Come detto, c’è tutto. in primis, le trasformazioni climatiche, ormai non più dei cambiamenti ma delle vere e proprie rivoluzioni: quando, in pochi giorni, cade l’acqua di un anno non sai davvero più a che santo votarti.

“A Forlì è un incubo, i danni sono incalcolabili”, dice il sindaco Gian Luca Zattini. Poi si calcoleranno e ammonteranno a svariati miliardi di euro nel suo complesso.

C’è l’incuria e la manutenzione non fatta, c’è il diboscamento selvaggio, ci sono i fiumi sempre più deviati, irregimentati, modificati nel loro percorso e nella loro essenza per cosiddette esigenze antropiche troppo spesso poco rispettose delle regole. Certamente di quelle della natura. C’è, e continua ad esserci, la tendenza, comune a tutti gli uomini, all’arroganza nel credere di poter volgere tutto ai propri comodi, ai propri interessi.

E allora, dinanzi all’abusivismo chiudiamo sia l’occhio destro che quello sinistro, salvo poi piangere i morti; condoniamo tutto il condonabile perché guai a ripristinare le cose seguendo la legge, fosse anche solo quella del buon senso; non programmiamo, non facciamo mai tesoro della nostra storia. Come accadrà anche in questo caso.

Piangeremo qualche giorno, poi tutto tornerà alla normalità. La nostra.

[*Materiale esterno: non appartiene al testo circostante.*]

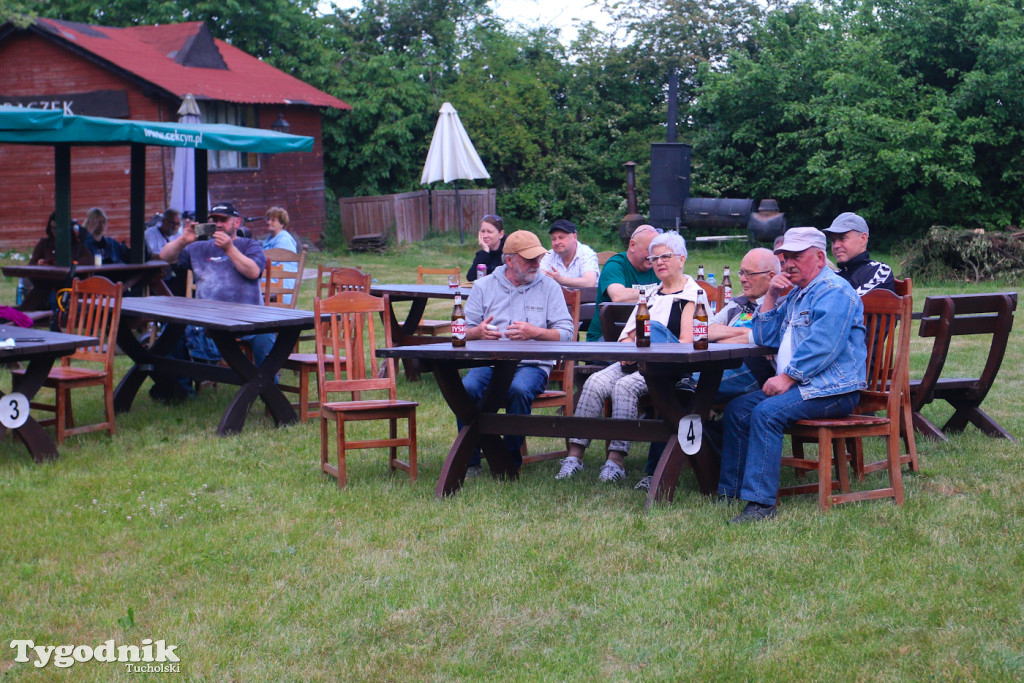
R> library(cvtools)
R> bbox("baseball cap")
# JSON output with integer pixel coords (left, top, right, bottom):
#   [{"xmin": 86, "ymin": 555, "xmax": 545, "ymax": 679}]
[
  {"xmin": 774, "ymin": 227, "xmax": 827, "ymax": 254},
  {"xmin": 548, "ymin": 219, "xmax": 577, "ymax": 234},
  {"xmin": 209, "ymin": 201, "xmax": 241, "ymax": 218},
  {"xmin": 503, "ymin": 230, "xmax": 548, "ymax": 259},
  {"xmin": 823, "ymin": 212, "xmax": 869, "ymax": 234}
]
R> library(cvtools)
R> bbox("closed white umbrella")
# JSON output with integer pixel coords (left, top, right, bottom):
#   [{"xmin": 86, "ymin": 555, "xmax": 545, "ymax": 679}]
[
  {"xmin": 169, "ymin": 94, "xmax": 210, "ymax": 216},
  {"xmin": 421, "ymin": 102, "xmax": 489, "ymax": 243}
]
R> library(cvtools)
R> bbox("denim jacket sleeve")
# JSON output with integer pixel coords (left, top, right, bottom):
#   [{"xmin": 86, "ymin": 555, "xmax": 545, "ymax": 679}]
[{"xmin": 753, "ymin": 270, "xmax": 866, "ymax": 397}]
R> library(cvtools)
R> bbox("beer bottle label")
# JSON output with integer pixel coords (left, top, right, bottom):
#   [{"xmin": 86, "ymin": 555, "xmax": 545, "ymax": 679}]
[
  {"xmin": 452, "ymin": 318, "xmax": 466, "ymax": 339},
  {"xmin": 694, "ymin": 321, "xmax": 708, "ymax": 339},
  {"xmin": 723, "ymin": 285, "xmax": 732, "ymax": 302},
  {"xmin": 643, "ymin": 319, "xmax": 650, "ymax": 337}
]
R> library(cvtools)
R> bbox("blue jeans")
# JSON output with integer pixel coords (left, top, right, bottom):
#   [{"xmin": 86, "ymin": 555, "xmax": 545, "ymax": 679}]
[
  {"xmin": 719, "ymin": 387, "xmax": 860, "ymax": 506},
  {"xmin": 459, "ymin": 364, "xmax": 550, "ymax": 470}
]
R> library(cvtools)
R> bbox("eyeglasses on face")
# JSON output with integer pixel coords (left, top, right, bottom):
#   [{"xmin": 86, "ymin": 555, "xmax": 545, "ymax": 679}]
[
  {"xmin": 738, "ymin": 270, "xmax": 772, "ymax": 278},
  {"xmin": 645, "ymin": 252, "xmax": 677, "ymax": 264}
]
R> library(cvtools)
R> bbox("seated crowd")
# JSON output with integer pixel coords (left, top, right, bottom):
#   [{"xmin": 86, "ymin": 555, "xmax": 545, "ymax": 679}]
[{"xmin": 461, "ymin": 212, "xmax": 894, "ymax": 525}]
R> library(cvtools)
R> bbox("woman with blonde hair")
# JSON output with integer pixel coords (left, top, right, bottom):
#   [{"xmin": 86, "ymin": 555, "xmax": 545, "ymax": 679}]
[{"xmin": 261, "ymin": 206, "xmax": 299, "ymax": 303}]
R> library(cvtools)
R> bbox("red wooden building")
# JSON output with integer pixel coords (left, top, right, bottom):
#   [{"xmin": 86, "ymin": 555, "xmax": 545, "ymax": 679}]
[{"xmin": 0, "ymin": 18, "xmax": 350, "ymax": 250}]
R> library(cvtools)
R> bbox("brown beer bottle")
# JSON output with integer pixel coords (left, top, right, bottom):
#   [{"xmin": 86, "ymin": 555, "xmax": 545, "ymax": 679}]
[
  {"xmin": 451, "ymin": 292, "xmax": 466, "ymax": 347},
  {"xmin": 635, "ymin": 290, "xmax": 651, "ymax": 347},
  {"xmin": 722, "ymin": 265, "xmax": 733, "ymax": 304},
  {"xmin": 697, "ymin": 264, "xmax": 706, "ymax": 281},
  {"xmin": 693, "ymin": 290, "xmax": 709, "ymax": 350}
]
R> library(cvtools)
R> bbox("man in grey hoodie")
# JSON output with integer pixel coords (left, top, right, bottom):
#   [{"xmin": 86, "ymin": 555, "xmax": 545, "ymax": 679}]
[{"xmin": 461, "ymin": 230, "xmax": 576, "ymax": 476}]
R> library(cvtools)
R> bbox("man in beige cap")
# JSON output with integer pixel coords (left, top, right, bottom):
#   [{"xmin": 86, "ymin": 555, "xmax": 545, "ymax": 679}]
[{"xmin": 459, "ymin": 230, "xmax": 576, "ymax": 476}]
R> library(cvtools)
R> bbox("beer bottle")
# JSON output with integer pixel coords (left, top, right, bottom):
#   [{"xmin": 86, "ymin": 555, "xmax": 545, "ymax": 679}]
[
  {"xmin": 635, "ymin": 290, "xmax": 651, "ymax": 347},
  {"xmin": 722, "ymin": 265, "xmax": 733, "ymax": 304},
  {"xmin": 697, "ymin": 264, "xmax": 706, "ymax": 282},
  {"xmin": 693, "ymin": 290, "xmax": 709, "ymax": 350},
  {"xmin": 451, "ymin": 292, "xmax": 466, "ymax": 347}
]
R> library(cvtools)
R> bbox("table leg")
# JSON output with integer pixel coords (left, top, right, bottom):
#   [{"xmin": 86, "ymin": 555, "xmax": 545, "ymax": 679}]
[
  {"xmin": 642, "ymin": 361, "xmax": 727, "ymax": 509},
  {"xmin": 114, "ymin": 322, "xmax": 189, "ymax": 411},
  {"xmin": 210, "ymin": 329, "xmax": 300, "ymax": 435},
  {"xmin": 5, "ymin": 356, "xmax": 60, "ymax": 462},
  {"xmin": 432, "ymin": 359, "xmax": 519, "ymax": 497}
]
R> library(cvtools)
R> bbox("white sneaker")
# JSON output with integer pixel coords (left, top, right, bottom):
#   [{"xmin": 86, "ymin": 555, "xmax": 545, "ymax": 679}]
[
  {"xmin": 598, "ymin": 460, "xmax": 626, "ymax": 483},
  {"xmin": 555, "ymin": 457, "xmax": 584, "ymax": 480},
  {"xmin": 634, "ymin": 475, "xmax": 653, "ymax": 491}
]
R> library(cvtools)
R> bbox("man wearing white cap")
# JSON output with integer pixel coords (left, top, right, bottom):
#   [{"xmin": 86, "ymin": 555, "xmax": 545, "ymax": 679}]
[
  {"xmin": 823, "ymin": 212, "xmax": 894, "ymax": 295},
  {"xmin": 459, "ymin": 230, "xmax": 576, "ymax": 477},
  {"xmin": 720, "ymin": 227, "xmax": 867, "ymax": 524}
]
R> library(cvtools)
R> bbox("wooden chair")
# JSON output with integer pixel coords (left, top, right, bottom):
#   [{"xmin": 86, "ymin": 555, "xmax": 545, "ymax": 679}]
[
  {"xmin": 12, "ymin": 277, "xmax": 122, "ymax": 443},
  {"xmin": 281, "ymin": 267, "xmax": 372, "ymax": 421},
  {"xmin": 695, "ymin": 280, "xmax": 724, "ymax": 315},
  {"xmin": 261, "ymin": 247, "xmax": 306, "ymax": 309},
  {"xmin": 316, "ymin": 291, "xmax": 417, "ymax": 487},
  {"xmin": 780, "ymin": 288, "xmax": 912, "ymax": 510},
  {"xmin": 797, "ymin": 278, "xmax": 919, "ymax": 479},
  {"xmin": 596, "ymin": 251, "xmax": 616, "ymax": 267},
  {"xmin": 407, "ymin": 265, "xmax": 460, "ymax": 335},
  {"xmin": 909, "ymin": 291, "xmax": 1017, "ymax": 442},
  {"xmin": 521, "ymin": 287, "xmax": 582, "ymax": 464}
]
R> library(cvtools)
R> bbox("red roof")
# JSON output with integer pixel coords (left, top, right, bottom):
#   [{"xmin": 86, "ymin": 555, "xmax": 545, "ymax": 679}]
[{"xmin": 35, "ymin": 18, "xmax": 350, "ymax": 110}]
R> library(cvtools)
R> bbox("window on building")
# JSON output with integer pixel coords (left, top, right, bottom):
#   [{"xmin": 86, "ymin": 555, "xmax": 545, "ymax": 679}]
[{"xmin": 201, "ymin": 102, "xmax": 260, "ymax": 170}]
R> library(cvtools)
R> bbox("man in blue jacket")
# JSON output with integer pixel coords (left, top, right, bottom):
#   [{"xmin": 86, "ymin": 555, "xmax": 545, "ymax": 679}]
[{"xmin": 721, "ymin": 227, "xmax": 867, "ymax": 524}]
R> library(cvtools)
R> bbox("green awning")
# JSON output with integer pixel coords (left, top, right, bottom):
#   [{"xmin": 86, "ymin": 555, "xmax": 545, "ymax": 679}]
[
  {"xmin": 0, "ymin": 113, "xmax": 313, "ymax": 152},
  {"xmin": 0, "ymin": 106, "xmax": 65, "ymax": 131},
  {"xmin": 0, "ymin": 111, "xmax": 314, "ymax": 264}
]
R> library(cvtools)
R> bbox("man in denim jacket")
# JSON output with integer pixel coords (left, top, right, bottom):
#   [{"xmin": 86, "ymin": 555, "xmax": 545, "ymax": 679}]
[{"xmin": 721, "ymin": 227, "xmax": 867, "ymax": 524}]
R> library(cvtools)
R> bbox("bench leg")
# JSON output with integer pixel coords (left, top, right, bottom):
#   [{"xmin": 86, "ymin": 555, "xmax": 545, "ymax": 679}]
[
  {"xmin": 912, "ymin": 411, "xmax": 948, "ymax": 441},
  {"xmin": 943, "ymin": 404, "xmax": 1017, "ymax": 442}
]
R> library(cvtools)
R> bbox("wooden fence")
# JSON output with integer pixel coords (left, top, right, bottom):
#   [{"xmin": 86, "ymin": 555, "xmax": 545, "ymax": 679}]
[{"xmin": 338, "ymin": 188, "xmax": 496, "ymax": 246}]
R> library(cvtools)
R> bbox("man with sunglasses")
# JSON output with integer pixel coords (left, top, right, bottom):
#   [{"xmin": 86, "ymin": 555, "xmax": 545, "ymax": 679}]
[{"xmin": 158, "ymin": 201, "xmax": 272, "ymax": 383}]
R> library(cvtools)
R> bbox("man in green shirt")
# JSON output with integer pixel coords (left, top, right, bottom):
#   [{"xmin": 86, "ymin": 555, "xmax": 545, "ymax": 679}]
[{"xmin": 586, "ymin": 224, "xmax": 660, "ymax": 341}]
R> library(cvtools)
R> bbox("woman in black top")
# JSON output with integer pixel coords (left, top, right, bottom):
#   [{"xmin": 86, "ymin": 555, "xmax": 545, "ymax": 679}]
[{"xmin": 466, "ymin": 214, "xmax": 505, "ymax": 281}]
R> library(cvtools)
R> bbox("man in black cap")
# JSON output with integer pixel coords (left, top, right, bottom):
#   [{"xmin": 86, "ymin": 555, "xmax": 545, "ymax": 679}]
[
  {"xmin": 539, "ymin": 219, "xmax": 599, "ymax": 288},
  {"xmin": 823, "ymin": 212, "xmax": 894, "ymax": 295},
  {"xmin": 159, "ymin": 201, "xmax": 272, "ymax": 370}
]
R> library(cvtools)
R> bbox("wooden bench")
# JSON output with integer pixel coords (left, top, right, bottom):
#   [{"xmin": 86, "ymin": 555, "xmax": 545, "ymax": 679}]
[{"xmin": 910, "ymin": 292, "xmax": 1018, "ymax": 442}]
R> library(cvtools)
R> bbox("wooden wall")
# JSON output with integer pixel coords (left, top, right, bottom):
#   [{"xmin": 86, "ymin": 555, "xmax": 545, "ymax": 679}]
[
  {"xmin": 339, "ymin": 189, "xmax": 495, "ymax": 246},
  {"xmin": 0, "ymin": 31, "xmax": 329, "ymax": 252}
]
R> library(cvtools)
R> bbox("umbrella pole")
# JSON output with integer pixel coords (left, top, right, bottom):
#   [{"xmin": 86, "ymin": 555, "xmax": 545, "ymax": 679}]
[{"xmin": 455, "ymin": 180, "xmax": 464, "ymax": 244}]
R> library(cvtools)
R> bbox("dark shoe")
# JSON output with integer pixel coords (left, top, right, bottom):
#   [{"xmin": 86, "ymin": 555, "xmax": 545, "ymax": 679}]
[
  {"xmin": 465, "ymin": 465, "xmax": 482, "ymax": 478},
  {"xmin": 714, "ymin": 493, "xmax": 738, "ymax": 506},
  {"xmin": 728, "ymin": 502, "xmax": 777, "ymax": 525}
]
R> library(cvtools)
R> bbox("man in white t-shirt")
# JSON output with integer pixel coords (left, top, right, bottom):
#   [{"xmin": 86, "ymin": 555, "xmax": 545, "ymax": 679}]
[{"xmin": 539, "ymin": 219, "xmax": 599, "ymax": 288}]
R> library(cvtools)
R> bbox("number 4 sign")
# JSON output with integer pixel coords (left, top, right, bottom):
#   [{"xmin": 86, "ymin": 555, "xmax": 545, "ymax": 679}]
[
  {"xmin": 677, "ymin": 414, "xmax": 702, "ymax": 455},
  {"xmin": 0, "ymin": 392, "xmax": 30, "ymax": 429}
]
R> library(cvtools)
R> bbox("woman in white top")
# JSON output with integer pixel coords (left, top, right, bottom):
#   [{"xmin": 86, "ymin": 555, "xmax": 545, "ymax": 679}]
[{"xmin": 557, "ymin": 231, "xmax": 698, "ymax": 483}]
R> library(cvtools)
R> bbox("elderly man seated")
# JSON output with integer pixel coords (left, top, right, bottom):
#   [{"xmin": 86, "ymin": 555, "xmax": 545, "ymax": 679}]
[
  {"xmin": 721, "ymin": 227, "xmax": 866, "ymax": 524},
  {"xmin": 634, "ymin": 247, "xmax": 782, "ymax": 491}
]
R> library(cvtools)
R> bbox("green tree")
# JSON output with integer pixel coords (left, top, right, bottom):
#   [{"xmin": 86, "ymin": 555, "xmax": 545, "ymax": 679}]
[{"xmin": 692, "ymin": 0, "xmax": 1024, "ymax": 239}]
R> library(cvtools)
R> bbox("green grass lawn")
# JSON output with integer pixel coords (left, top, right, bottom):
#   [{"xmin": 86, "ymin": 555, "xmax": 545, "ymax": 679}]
[{"xmin": 2, "ymin": 233, "xmax": 1023, "ymax": 681}]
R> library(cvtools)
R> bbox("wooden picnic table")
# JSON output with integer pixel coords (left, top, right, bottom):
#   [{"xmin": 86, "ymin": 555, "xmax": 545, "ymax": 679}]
[
  {"xmin": 377, "ymin": 339, "xmax": 772, "ymax": 510},
  {"xmin": 113, "ymin": 296, "xmax": 316, "ymax": 435},
  {"xmin": 0, "ymin": 325, "xmax": 98, "ymax": 461},
  {"xmin": 2, "ymin": 261, "xmax": 173, "ymax": 311}
]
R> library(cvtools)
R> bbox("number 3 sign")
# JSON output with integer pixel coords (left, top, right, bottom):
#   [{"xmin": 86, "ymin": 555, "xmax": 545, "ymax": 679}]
[
  {"xmin": 677, "ymin": 414, "xmax": 702, "ymax": 455},
  {"xmin": 0, "ymin": 392, "xmax": 30, "ymax": 429}
]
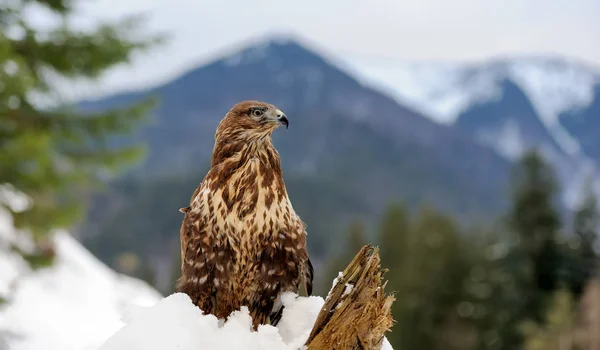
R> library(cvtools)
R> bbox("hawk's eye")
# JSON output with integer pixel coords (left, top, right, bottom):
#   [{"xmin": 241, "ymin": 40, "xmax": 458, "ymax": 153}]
[{"xmin": 251, "ymin": 109, "xmax": 264, "ymax": 117}]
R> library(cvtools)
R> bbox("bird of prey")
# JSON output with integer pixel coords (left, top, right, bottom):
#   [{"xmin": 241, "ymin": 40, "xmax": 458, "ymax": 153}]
[{"xmin": 176, "ymin": 100, "xmax": 313, "ymax": 329}]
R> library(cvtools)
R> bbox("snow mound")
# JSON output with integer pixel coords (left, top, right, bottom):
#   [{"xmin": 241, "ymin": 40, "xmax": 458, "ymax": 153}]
[
  {"xmin": 0, "ymin": 186, "xmax": 162, "ymax": 350},
  {"xmin": 99, "ymin": 292, "xmax": 394, "ymax": 350}
]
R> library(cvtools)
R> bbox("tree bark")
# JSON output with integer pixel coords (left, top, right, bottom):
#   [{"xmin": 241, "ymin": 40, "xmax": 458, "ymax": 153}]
[{"xmin": 305, "ymin": 245, "xmax": 395, "ymax": 350}]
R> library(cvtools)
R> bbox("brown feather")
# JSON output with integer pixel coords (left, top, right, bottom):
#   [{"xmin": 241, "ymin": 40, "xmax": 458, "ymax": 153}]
[{"xmin": 176, "ymin": 100, "xmax": 313, "ymax": 330}]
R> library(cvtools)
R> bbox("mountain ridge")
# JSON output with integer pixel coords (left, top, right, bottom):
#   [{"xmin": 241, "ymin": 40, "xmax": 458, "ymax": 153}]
[
  {"xmin": 77, "ymin": 37, "xmax": 517, "ymax": 289},
  {"xmin": 336, "ymin": 50, "xmax": 600, "ymax": 208}
]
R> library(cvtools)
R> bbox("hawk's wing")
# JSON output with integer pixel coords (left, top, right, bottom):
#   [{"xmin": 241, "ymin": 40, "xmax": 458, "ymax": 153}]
[
  {"xmin": 178, "ymin": 206, "xmax": 190, "ymax": 270},
  {"xmin": 176, "ymin": 180, "xmax": 237, "ymax": 319},
  {"xmin": 304, "ymin": 256, "xmax": 314, "ymax": 296},
  {"xmin": 261, "ymin": 220, "xmax": 314, "ymax": 327},
  {"xmin": 269, "ymin": 256, "xmax": 313, "ymax": 327},
  {"xmin": 178, "ymin": 183, "xmax": 204, "ymax": 269}
]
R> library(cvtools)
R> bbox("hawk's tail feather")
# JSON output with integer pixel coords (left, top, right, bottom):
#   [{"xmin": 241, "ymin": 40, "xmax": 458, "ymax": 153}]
[
  {"xmin": 305, "ymin": 257, "xmax": 314, "ymax": 296},
  {"xmin": 269, "ymin": 305, "xmax": 285, "ymax": 327}
]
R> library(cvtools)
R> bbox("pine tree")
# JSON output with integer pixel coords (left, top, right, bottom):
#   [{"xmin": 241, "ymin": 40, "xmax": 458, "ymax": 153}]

È la politica quella che dovrebbe programmare, avere visione, decidere. Non lo fa. Il governo è pronto a stanziare, in un Consiglio dei Ministri d’emergenza, circa venti milioni di euro. Briciole ma guai se non lo facesse, se non mettesse immediatamente un euro. Gli attacchi arriverebbero da ogni parte. Poi, però, è giusto che si sappia che a Palazzo Chigi sonnecchia una struttura organizzativa, Italia sicura, voluta da Renzi nel 2015 e dismessa da Conte durante il suo primo governo.

Una struttura di missione che avrebbe il pregio di essere già pronta, incardinata nella Presidenza del Consiglio e, soprattutto, già finanziata. Sono otto i miliardi a disposizione, a cui si aggiungono i 2, 5 miliardi previsti dal Pnrr e 6 miliardi destinati ai comuni. Non proprio cifre irrisorie. Ferme, però, nelle casseforti statali per via dell’opprimente burocrazia, dell’inerzia della politica e delle solite polemiche delle regioni, che diffidano di ogni tentativo statale di riaccentrare qualche funzione. Diffidano prima dei morti e delle tragedie, dopo piangono. Ora, il ministro per la Protezione civile Musumeci propone un nuovo piano nazionale sul dissesto idrogeologico; bene, purché non rimanga carta muta.

Stiamo letteralmente perdendo l’Italia sotto i nostri piedi: conosciamo solo ciò che fa notizia e ciò che accade ad un palmo da noi ma la frana è ovunque. Salviamo il salvabile, provando ad utilizzare, e bene, ogni risorsa. Sotto terra i miliardi non servono a nessuno.